Beaufort Co. schools used this local GOP politician’s list to remove books from libraries

A well-known local Republican politician was the first to submit a list of 97 books that the Beaufort County School District pulled.

The politician, Mike Covert, submitted his list minutes before a local member of Moms for Liberty submitted a similar list. The two lists were nearly identical except Covert added one book — “Stamped,” which bills itself as an “exploration of racism—and anti-racism—in America.”

Covert’s list was emailed to Superintendent Frank Rodriguez at 10:05 a.m. Oct. 19, the morning the books were removed from schools. Covert said he used the list local Moms for Liberty member Ivie Szalai compiled.

Ivie emailed her list to the district 13 minutes later — at 10:18 a.m.

Moms for Liberty is an American conservative nonprofit organization that began in Florida that advocates for parental rights in education. It has been tied to efforts to remove books from schools and has chapters nationwide, including in Beaufort County.

District spokeswoman Candace Bruder confirmed with the Island Packet and Beaufort Gazette that the district used Covert’s list to begin pulling books for review.

A staunch conservative, Covert served on the County Council from 2017-20, and during his time he voted against increasing county and school board budgets, questioned money spent without proper oversight, and chaired a committee that sought to improve how the government communicated with constituents.

Mike Covert announced he will run for Beaufort County Council.
Mike Covert announced he will run for Beaufort County Council.

He announced a run for this year’s 2022 Beaufort County Council election and campaigned for the District 6 seat but lost in the June primary. Due to a lapse in redistricting records, Coverts name wasn’t on about 70 of the ballots.

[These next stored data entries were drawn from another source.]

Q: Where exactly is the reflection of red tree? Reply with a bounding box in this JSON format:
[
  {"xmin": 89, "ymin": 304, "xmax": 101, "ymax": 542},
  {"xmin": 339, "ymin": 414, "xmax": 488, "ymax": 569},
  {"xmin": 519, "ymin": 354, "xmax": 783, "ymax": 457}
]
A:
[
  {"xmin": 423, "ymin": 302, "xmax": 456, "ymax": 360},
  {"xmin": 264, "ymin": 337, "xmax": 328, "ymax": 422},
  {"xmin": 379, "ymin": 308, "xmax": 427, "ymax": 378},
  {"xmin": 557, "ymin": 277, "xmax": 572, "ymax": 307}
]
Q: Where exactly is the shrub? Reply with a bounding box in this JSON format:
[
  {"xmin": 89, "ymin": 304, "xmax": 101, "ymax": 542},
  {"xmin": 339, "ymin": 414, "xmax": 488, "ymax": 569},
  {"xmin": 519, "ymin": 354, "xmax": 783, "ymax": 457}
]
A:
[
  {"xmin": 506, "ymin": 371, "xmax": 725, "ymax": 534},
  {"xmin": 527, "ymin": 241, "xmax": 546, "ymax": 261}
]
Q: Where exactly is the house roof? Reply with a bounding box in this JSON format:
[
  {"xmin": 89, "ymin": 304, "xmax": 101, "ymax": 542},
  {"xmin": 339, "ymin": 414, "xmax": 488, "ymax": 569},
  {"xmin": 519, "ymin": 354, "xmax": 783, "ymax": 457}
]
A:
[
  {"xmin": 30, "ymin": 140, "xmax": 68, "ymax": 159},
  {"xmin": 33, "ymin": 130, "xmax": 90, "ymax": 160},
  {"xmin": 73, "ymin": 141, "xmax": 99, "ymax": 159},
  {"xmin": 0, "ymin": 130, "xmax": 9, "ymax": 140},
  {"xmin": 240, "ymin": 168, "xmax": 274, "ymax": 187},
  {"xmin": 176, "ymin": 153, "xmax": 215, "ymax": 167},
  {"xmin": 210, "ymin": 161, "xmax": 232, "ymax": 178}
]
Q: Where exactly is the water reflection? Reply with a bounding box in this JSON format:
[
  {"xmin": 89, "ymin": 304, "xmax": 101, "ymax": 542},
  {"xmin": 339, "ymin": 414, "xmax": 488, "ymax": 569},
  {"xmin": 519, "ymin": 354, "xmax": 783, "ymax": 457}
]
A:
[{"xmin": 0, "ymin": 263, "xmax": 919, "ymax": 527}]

He is still active in the community and runs a YouTube channel called “Beaufort City House of Cards.”

According to Beaufort County policy “School officials may not broadly remove books from a school library based on ‘narrowly partisan or political’ grounds that may violate students’ First Amendment rights to receive information and ideas.”

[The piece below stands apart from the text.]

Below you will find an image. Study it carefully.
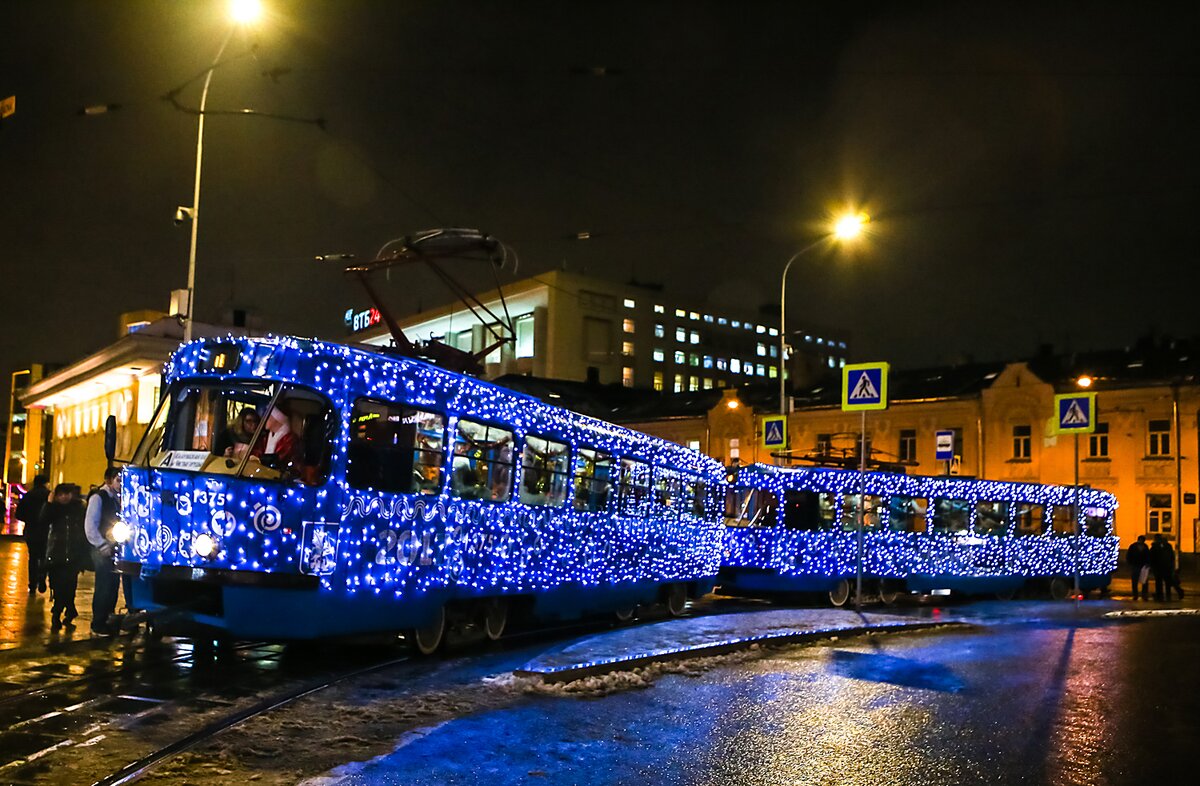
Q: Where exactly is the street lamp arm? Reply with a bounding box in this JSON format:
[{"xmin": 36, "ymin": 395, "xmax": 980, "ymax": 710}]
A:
[{"xmin": 779, "ymin": 235, "xmax": 832, "ymax": 416}]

Rodriguez was not available for immediate comment Tuesday, but Bruder sent a statement to the Island Packet and Beaufort Gazette, saying Covert is no longer an elected official and political affiliation isn’t a consideration for the superintendent.

The Island Packet and Beaufort Gazette received a copy of the list Covert sent through a Freedom of Information Act request Szalai had submitted. The newspapers submitted a similar request, which is pending.

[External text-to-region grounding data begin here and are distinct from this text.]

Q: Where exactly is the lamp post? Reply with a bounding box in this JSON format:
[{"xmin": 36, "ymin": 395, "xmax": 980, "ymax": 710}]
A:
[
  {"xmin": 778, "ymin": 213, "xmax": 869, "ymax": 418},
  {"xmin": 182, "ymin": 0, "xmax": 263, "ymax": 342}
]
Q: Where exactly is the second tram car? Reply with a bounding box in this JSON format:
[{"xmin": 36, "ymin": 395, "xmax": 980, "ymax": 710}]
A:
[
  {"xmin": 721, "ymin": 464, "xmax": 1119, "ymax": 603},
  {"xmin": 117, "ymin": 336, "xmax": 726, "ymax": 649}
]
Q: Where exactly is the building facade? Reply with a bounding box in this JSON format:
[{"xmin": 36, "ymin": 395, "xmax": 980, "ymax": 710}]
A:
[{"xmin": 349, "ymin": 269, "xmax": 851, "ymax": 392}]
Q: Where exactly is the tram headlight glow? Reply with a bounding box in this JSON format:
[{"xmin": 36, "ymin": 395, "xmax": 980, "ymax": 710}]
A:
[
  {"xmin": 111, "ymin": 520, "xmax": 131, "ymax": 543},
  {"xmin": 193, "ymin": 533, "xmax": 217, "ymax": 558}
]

Szalai said she decided to submit a FOIA after some Beaufort County community members called the list politically motivated. The rating system, BookLooks.org, doesn’t flag “Stamped” as having inappropriate sexual content, despite that being the focus of parents’ efforts to remove the 97 books from the schools.

“I think it is important to note that the focus of the book banning has been on pornography in books, yet also include all versions of ‘Stamped,’ a book about racism that is rated a ‘1’ on their evaluation tool and includes no sexual conduct content,” community member McKinley Person said at a school board meeting Nov. 1. “This is evidence that their motive is not pure, but driven by an agenda that includes racism and anti-LGBTQ bigotry.”

Covert said it isn’t political.

“I would imagine the majority of us that feel the way I do, I would assume are GOP voting-type people,” he said. “That doesn’t mean that, because this really is not a political thing. And if somebody wants to make it political that is just wrong. This is about humans, not about political parties. I’m not making it political.”

“Stamped” by Jason Reynolds and Ibram X. Kendi is one of the books undergoing review in Beaufort County school libraries.
“Stamped” by Jason Reynolds and Ibram X. Kendi is one of the books undergoing review in Beaufort County school libraries.

“Stamped” has several versions, including a kids version. Ibram Kendi, one of the authors and a historian, addressed nationwide efforts to ban the book earlier this year.

“So, too, is it important for us to actively raise our children to recognize racial equality, to not connect skin color to bad or good behavior,” he said in an interview with Reader’s Digest. “And if we don’t do that as parents, then the world is going to teach them something different.”

The book is No. 49 on the list of 50 most-banned books in 2020-21 school year, according to Pen America. It gained national attention when U.S. Sen. Ted Cruz used the book during Supreme Court Justice Ketanji Brown Jackson’s confirmation hearing in April 2022 as he questioned her about her views of critical race theory.

In was banned in classrooms or libraries across Florida and Pennsylvania in three instances. In six instances across Florida, Texas and Tennessee it was removed until school officials could determine its appropriateness.